By Dave Yin / Nov 12, 2019 05:53 AM / Economy

Photo: VCG

Photo: VCG

China raised its 2019 national rare earths production quotas by at least 10% last week amid heightened optimism of a phased trade deal with the U.S., though such hopes weakened over the weekend based on remarks by U.S. President Donald Trump.

The world’s largest producer of the chemical elements set its mining quota for the year at 132,000 tons and the smelting and separation quota at 127,000 tons, according to a statement (link in Chinese) Friday by the Ministry of Industry and Information Technology.
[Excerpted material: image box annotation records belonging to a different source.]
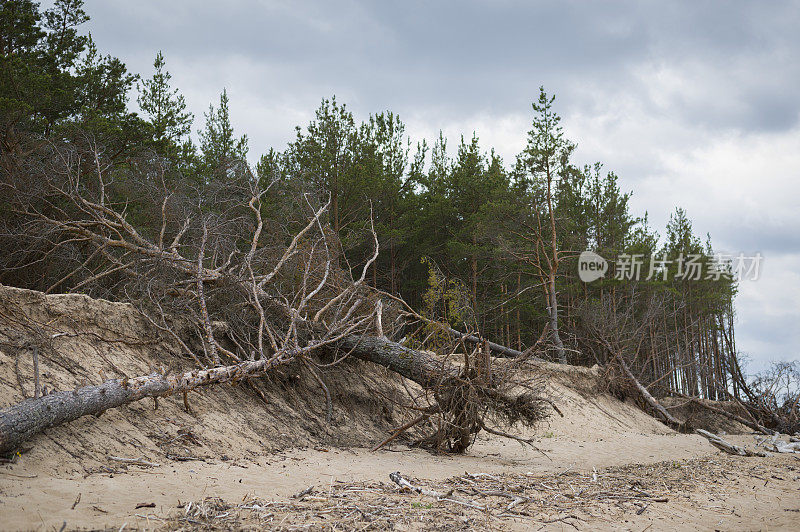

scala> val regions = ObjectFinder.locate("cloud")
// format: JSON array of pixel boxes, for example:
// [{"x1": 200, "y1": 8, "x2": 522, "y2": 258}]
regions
[{"x1": 69, "y1": 0, "x2": 800, "y2": 370}]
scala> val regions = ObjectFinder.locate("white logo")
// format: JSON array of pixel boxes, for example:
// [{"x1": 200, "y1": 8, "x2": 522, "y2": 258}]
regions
[{"x1": 578, "y1": 251, "x2": 608, "y2": 283}]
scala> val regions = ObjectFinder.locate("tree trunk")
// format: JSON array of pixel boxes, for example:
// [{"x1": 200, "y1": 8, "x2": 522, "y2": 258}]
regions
[
  {"x1": 0, "y1": 335, "x2": 544, "y2": 454},
  {"x1": 0, "y1": 356, "x2": 292, "y2": 454}
]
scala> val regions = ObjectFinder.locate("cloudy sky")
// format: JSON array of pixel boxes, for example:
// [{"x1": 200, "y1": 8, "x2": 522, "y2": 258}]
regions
[{"x1": 72, "y1": 0, "x2": 800, "y2": 371}]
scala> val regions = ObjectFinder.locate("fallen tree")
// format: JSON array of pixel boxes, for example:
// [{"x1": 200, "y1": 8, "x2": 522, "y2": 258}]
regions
[
  {"x1": 0, "y1": 137, "x2": 546, "y2": 451},
  {"x1": 0, "y1": 335, "x2": 543, "y2": 454}
]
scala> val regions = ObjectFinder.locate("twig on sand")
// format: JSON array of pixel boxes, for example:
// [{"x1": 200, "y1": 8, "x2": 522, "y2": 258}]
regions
[{"x1": 108, "y1": 456, "x2": 161, "y2": 467}]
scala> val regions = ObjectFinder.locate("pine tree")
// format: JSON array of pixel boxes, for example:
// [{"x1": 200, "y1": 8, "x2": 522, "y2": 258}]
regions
[
  {"x1": 138, "y1": 51, "x2": 194, "y2": 157},
  {"x1": 198, "y1": 89, "x2": 248, "y2": 180}
]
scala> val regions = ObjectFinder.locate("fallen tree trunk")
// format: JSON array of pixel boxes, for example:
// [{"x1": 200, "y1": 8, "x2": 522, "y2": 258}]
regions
[
  {"x1": 679, "y1": 394, "x2": 775, "y2": 436},
  {"x1": 0, "y1": 335, "x2": 544, "y2": 454},
  {"x1": 0, "y1": 355, "x2": 293, "y2": 454},
  {"x1": 338, "y1": 335, "x2": 458, "y2": 389}
]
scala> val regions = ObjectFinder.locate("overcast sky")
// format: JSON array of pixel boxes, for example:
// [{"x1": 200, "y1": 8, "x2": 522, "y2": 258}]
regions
[{"x1": 76, "y1": 0, "x2": 800, "y2": 372}]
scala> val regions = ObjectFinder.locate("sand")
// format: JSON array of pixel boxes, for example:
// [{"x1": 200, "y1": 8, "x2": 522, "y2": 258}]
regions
[{"x1": 0, "y1": 286, "x2": 800, "y2": 530}]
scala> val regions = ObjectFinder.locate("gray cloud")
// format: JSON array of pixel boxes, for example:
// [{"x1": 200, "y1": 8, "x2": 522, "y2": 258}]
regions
[{"x1": 69, "y1": 0, "x2": 800, "y2": 372}]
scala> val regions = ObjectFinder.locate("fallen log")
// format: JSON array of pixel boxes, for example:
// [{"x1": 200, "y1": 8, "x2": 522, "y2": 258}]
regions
[
  {"x1": 606, "y1": 342, "x2": 686, "y2": 432},
  {"x1": 0, "y1": 355, "x2": 293, "y2": 454},
  {"x1": 338, "y1": 335, "x2": 459, "y2": 389},
  {"x1": 679, "y1": 394, "x2": 775, "y2": 436},
  {"x1": 0, "y1": 335, "x2": 534, "y2": 454}
]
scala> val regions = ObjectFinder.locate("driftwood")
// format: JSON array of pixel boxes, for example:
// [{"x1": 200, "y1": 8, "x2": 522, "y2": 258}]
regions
[
  {"x1": 695, "y1": 429, "x2": 767, "y2": 456},
  {"x1": 680, "y1": 394, "x2": 775, "y2": 436},
  {"x1": 0, "y1": 356, "x2": 291, "y2": 454},
  {"x1": 0, "y1": 335, "x2": 544, "y2": 454}
]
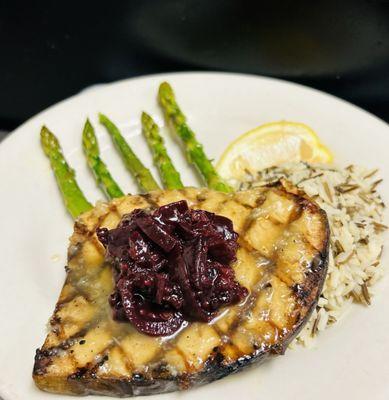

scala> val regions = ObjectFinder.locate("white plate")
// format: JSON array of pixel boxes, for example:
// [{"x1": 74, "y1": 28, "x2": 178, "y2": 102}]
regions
[{"x1": 0, "y1": 73, "x2": 389, "y2": 400}]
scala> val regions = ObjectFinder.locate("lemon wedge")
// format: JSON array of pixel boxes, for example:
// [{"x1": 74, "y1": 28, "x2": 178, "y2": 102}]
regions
[{"x1": 216, "y1": 121, "x2": 333, "y2": 181}]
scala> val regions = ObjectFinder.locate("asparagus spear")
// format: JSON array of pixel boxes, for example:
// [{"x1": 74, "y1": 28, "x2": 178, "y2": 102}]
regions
[
  {"x1": 142, "y1": 112, "x2": 184, "y2": 189},
  {"x1": 158, "y1": 82, "x2": 233, "y2": 192},
  {"x1": 82, "y1": 119, "x2": 124, "y2": 199},
  {"x1": 99, "y1": 114, "x2": 159, "y2": 192},
  {"x1": 41, "y1": 126, "x2": 92, "y2": 218}
]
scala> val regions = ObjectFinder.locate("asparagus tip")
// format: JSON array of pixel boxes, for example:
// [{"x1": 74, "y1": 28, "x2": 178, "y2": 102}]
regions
[{"x1": 158, "y1": 81, "x2": 173, "y2": 96}]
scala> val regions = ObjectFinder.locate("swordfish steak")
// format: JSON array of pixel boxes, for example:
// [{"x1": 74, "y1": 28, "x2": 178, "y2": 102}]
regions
[{"x1": 33, "y1": 182, "x2": 329, "y2": 396}]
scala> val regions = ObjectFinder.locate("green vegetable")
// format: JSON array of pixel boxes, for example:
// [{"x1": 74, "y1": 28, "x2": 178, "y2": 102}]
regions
[
  {"x1": 158, "y1": 82, "x2": 233, "y2": 192},
  {"x1": 41, "y1": 126, "x2": 92, "y2": 218},
  {"x1": 82, "y1": 119, "x2": 124, "y2": 199},
  {"x1": 99, "y1": 114, "x2": 159, "y2": 192},
  {"x1": 142, "y1": 112, "x2": 184, "y2": 189}
]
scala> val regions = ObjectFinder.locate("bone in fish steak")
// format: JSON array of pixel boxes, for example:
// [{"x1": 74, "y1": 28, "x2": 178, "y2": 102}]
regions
[{"x1": 33, "y1": 184, "x2": 329, "y2": 396}]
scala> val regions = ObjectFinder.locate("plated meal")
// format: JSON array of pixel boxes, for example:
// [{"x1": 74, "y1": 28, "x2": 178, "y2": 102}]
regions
[{"x1": 33, "y1": 82, "x2": 386, "y2": 396}]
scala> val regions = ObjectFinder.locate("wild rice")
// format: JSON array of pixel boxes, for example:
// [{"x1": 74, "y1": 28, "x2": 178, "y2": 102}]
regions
[{"x1": 239, "y1": 163, "x2": 387, "y2": 345}]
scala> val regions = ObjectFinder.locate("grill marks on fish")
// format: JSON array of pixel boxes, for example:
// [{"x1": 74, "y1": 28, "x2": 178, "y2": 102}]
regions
[{"x1": 34, "y1": 185, "x2": 328, "y2": 395}]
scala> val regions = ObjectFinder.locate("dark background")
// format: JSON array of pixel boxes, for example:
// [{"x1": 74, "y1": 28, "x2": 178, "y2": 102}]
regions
[{"x1": 0, "y1": 0, "x2": 389, "y2": 134}]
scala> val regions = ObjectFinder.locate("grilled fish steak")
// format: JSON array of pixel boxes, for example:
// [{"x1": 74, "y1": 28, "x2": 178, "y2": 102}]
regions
[{"x1": 33, "y1": 183, "x2": 329, "y2": 396}]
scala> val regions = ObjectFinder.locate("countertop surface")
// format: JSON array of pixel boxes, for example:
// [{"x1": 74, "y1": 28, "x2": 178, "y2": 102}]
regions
[{"x1": 0, "y1": 0, "x2": 389, "y2": 137}]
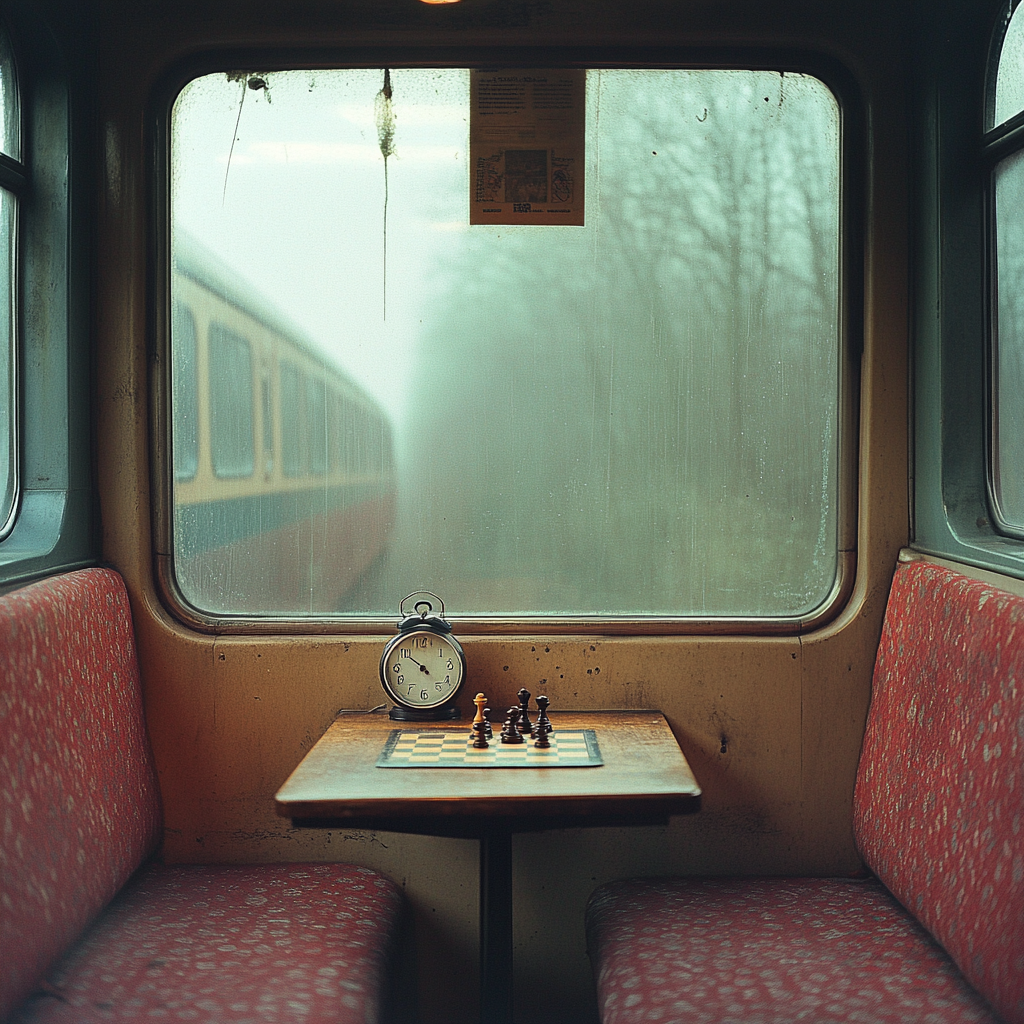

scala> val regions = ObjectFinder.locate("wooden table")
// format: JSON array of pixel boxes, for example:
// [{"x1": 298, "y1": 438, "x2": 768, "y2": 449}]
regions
[{"x1": 276, "y1": 711, "x2": 700, "y2": 1024}]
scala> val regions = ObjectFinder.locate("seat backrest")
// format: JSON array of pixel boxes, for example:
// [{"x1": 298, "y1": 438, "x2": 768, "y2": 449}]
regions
[
  {"x1": 854, "y1": 562, "x2": 1024, "y2": 1024},
  {"x1": 0, "y1": 568, "x2": 161, "y2": 1020}
]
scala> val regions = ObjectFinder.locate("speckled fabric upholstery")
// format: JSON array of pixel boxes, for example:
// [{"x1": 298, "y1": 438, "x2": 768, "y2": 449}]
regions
[
  {"x1": 854, "y1": 562, "x2": 1024, "y2": 1024},
  {"x1": 587, "y1": 563, "x2": 1024, "y2": 1024},
  {"x1": 10, "y1": 864, "x2": 401, "y2": 1024},
  {"x1": 0, "y1": 569, "x2": 401, "y2": 1024},
  {"x1": 0, "y1": 568, "x2": 161, "y2": 1020},
  {"x1": 587, "y1": 879, "x2": 996, "y2": 1024}
]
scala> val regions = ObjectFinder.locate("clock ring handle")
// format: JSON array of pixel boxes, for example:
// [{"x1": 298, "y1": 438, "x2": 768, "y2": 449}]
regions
[{"x1": 398, "y1": 590, "x2": 444, "y2": 618}]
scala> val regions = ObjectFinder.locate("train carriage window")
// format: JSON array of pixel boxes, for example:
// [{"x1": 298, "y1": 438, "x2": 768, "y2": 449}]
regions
[
  {"x1": 170, "y1": 68, "x2": 853, "y2": 629},
  {"x1": 0, "y1": 25, "x2": 26, "y2": 537},
  {"x1": 988, "y1": 0, "x2": 1024, "y2": 128},
  {"x1": 306, "y1": 377, "x2": 327, "y2": 476},
  {"x1": 209, "y1": 324, "x2": 256, "y2": 477},
  {"x1": 281, "y1": 361, "x2": 309, "y2": 476},
  {"x1": 988, "y1": 4, "x2": 1024, "y2": 537},
  {"x1": 260, "y1": 370, "x2": 273, "y2": 476},
  {"x1": 171, "y1": 303, "x2": 199, "y2": 480}
]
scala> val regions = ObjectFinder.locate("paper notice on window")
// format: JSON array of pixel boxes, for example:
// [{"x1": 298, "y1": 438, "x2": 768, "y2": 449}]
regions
[{"x1": 469, "y1": 69, "x2": 587, "y2": 224}]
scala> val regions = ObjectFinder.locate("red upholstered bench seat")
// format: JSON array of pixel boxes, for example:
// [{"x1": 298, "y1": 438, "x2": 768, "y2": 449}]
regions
[
  {"x1": 0, "y1": 569, "x2": 401, "y2": 1024},
  {"x1": 587, "y1": 879, "x2": 998, "y2": 1024},
  {"x1": 587, "y1": 562, "x2": 1024, "y2": 1024},
  {"x1": 11, "y1": 864, "x2": 401, "y2": 1024}
]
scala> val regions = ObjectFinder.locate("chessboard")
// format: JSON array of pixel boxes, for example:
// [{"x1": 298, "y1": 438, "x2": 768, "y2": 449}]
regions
[{"x1": 377, "y1": 729, "x2": 604, "y2": 768}]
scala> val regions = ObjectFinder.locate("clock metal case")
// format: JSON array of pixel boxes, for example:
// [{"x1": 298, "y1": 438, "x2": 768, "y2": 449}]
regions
[{"x1": 380, "y1": 612, "x2": 466, "y2": 722}]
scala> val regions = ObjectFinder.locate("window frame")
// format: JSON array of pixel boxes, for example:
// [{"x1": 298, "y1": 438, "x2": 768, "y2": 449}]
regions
[
  {"x1": 0, "y1": 0, "x2": 99, "y2": 589},
  {"x1": 910, "y1": 0, "x2": 1024, "y2": 579},
  {"x1": 147, "y1": 54, "x2": 867, "y2": 636}
]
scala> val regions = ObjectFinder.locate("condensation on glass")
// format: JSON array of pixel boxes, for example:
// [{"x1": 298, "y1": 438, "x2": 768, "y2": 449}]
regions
[
  {"x1": 990, "y1": 151, "x2": 1024, "y2": 534},
  {"x1": 171, "y1": 69, "x2": 841, "y2": 622},
  {"x1": 0, "y1": 25, "x2": 22, "y2": 537},
  {"x1": 988, "y1": 4, "x2": 1024, "y2": 128}
]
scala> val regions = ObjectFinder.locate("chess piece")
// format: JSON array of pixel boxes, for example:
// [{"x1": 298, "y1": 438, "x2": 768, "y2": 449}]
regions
[
  {"x1": 500, "y1": 708, "x2": 525, "y2": 743},
  {"x1": 472, "y1": 693, "x2": 487, "y2": 751},
  {"x1": 534, "y1": 693, "x2": 555, "y2": 736},
  {"x1": 516, "y1": 687, "x2": 534, "y2": 736}
]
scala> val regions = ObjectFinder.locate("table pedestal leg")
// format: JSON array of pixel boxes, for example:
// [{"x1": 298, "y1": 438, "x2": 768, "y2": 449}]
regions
[{"x1": 480, "y1": 822, "x2": 512, "y2": 1024}]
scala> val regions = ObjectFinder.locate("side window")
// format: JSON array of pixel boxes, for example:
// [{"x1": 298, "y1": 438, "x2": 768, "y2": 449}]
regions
[
  {"x1": 209, "y1": 324, "x2": 256, "y2": 477},
  {"x1": 166, "y1": 65, "x2": 839, "y2": 633},
  {"x1": 281, "y1": 361, "x2": 308, "y2": 476},
  {"x1": 260, "y1": 368, "x2": 273, "y2": 476},
  {"x1": 986, "y1": 3, "x2": 1024, "y2": 537},
  {"x1": 306, "y1": 377, "x2": 327, "y2": 476},
  {"x1": 0, "y1": 9, "x2": 90, "y2": 586},
  {"x1": 171, "y1": 304, "x2": 199, "y2": 480},
  {"x1": 0, "y1": 25, "x2": 20, "y2": 537}
]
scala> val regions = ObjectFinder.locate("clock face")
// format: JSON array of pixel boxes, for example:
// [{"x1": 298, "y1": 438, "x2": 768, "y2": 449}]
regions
[{"x1": 381, "y1": 630, "x2": 466, "y2": 708}]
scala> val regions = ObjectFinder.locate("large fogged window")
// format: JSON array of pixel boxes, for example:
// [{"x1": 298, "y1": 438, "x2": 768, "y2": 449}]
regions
[
  {"x1": 170, "y1": 68, "x2": 843, "y2": 623},
  {"x1": 0, "y1": 25, "x2": 20, "y2": 537}
]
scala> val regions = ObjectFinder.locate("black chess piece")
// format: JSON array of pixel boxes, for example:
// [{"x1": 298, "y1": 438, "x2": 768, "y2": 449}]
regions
[
  {"x1": 501, "y1": 708, "x2": 525, "y2": 743},
  {"x1": 516, "y1": 687, "x2": 534, "y2": 736},
  {"x1": 473, "y1": 722, "x2": 487, "y2": 751},
  {"x1": 534, "y1": 693, "x2": 555, "y2": 736}
]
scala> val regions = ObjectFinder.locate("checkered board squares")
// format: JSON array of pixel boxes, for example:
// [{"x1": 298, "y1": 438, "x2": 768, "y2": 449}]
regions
[{"x1": 377, "y1": 728, "x2": 604, "y2": 768}]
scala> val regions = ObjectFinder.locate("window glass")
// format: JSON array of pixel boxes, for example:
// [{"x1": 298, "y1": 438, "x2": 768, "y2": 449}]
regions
[
  {"x1": 0, "y1": 26, "x2": 20, "y2": 537},
  {"x1": 990, "y1": 4, "x2": 1024, "y2": 127},
  {"x1": 0, "y1": 188, "x2": 17, "y2": 536},
  {"x1": 171, "y1": 69, "x2": 841, "y2": 618},
  {"x1": 0, "y1": 26, "x2": 22, "y2": 160},
  {"x1": 992, "y1": 152, "x2": 1024, "y2": 532},
  {"x1": 306, "y1": 379, "x2": 327, "y2": 476},
  {"x1": 281, "y1": 362, "x2": 308, "y2": 476},
  {"x1": 171, "y1": 305, "x2": 199, "y2": 480},
  {"x1": 209, "y1": 324, "x2": 255, "y2": 477}
]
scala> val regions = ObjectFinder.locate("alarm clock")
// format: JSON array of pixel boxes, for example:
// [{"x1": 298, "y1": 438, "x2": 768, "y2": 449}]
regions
[{"x1": 380, "y1": 591, "x2": 466, "y2": 722}]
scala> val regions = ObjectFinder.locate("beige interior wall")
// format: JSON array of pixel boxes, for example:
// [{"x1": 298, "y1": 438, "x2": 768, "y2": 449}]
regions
[{"x1": 95, "y1": 0, "x2": 908, "y2": 1024}]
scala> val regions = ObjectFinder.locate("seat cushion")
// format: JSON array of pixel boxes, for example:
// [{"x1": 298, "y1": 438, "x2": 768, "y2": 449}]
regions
[
  {"x1": 12, "y1": 864, "x2": 401, "y2": 1024},
  {"x1": 587, "y1": 879, "x2": 998, "y2": 1024},
  {"x1": 0, "y1": 568, "x2": 162, "y2": 1020},
  {"x1": 854, "y1": 562, "x2": 1024, "y2": 1024}
]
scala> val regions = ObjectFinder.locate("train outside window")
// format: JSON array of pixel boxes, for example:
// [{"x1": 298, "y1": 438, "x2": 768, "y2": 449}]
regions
[
  {"x1": 0, "y1": 25, "x2": 26, "y2": 537},
  {"x1": 987, "y1": 5, "x2": 1024, "y2": 537},
  {"x1": 169, "y1": 68, "x2": 843, "y2": 630}
]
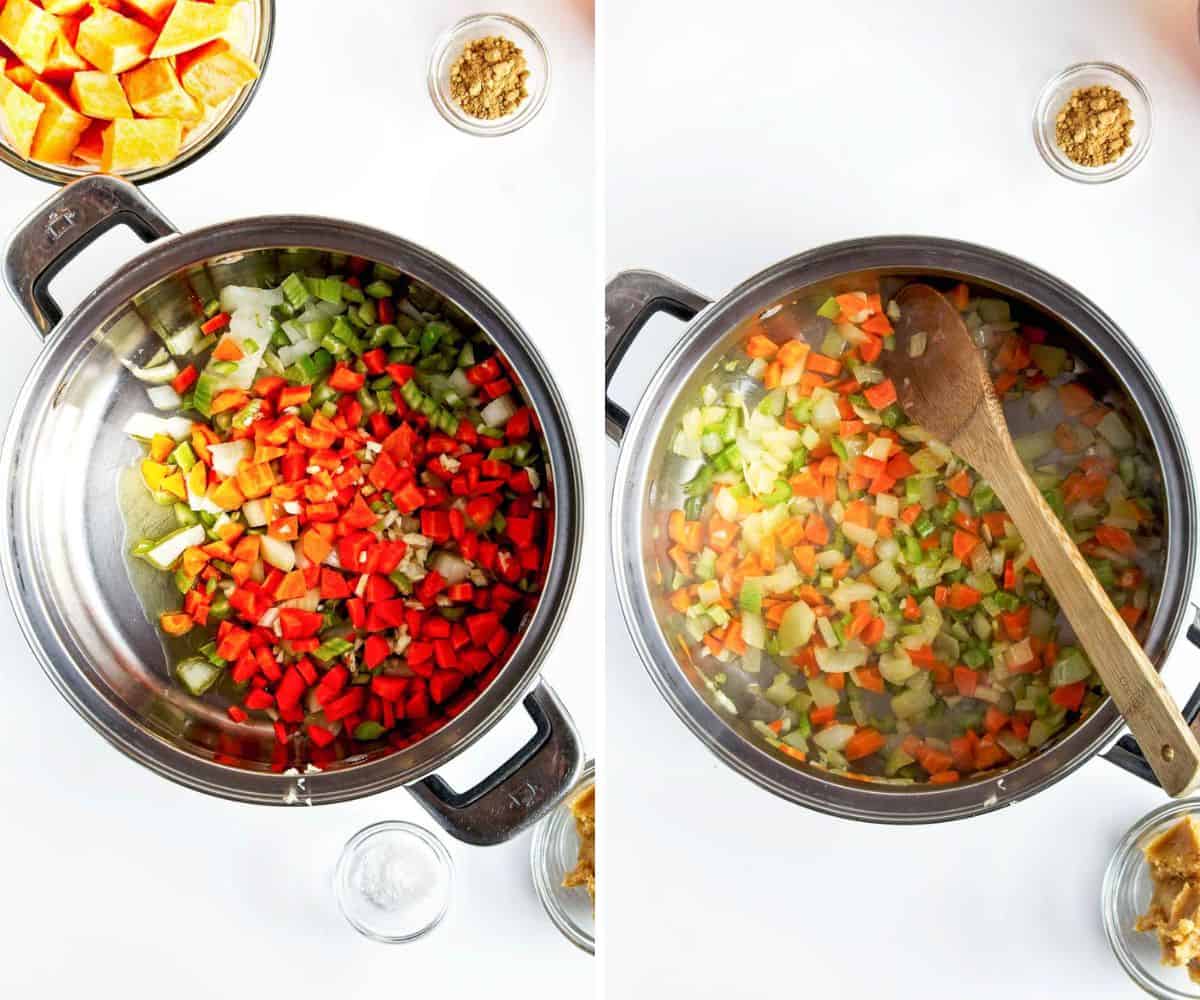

The quotas were up 10% and 10.4% respectively from 2018 allotments.

The announcement followed months of speculation that China might leverage its dominance in rare earths in the trade war by restricting sales to the U.S., a major buyer. The country’s exports fell 18.2% year-on-year in May amid comments from Beijing that it would not tolerate use by countries that seek to hurt China’s interests.

Rare earths are 17 minerals used in products ranging from consumer electronics to military equipment. China releases national quotas semiannually, though this year’s November release came three months later than last year’s second-half announcement.

On Thursday, the Ministry of Commerce said China and the U.S. agreed to roll back tariffs on each other’s goods in phases, raising expectations of an imminent deal. The same day, China’s State Council issued new guidelines on foreign capital that would lift many restrictions on foreign financial institutions seeking to operate in the country.

However, Trump disputed that there was a breakthrough in negotiations, telling reporters Friday that he had not agreed to a rollback.

China accounted for 80% of U.S. rare earths supply in 2018, and the country controls at least 80% of the world’s processing capacity for these elements. In a bid to cut dependence on the country, U.S. and Australian officials are discussing joint development of critical mineral deposits.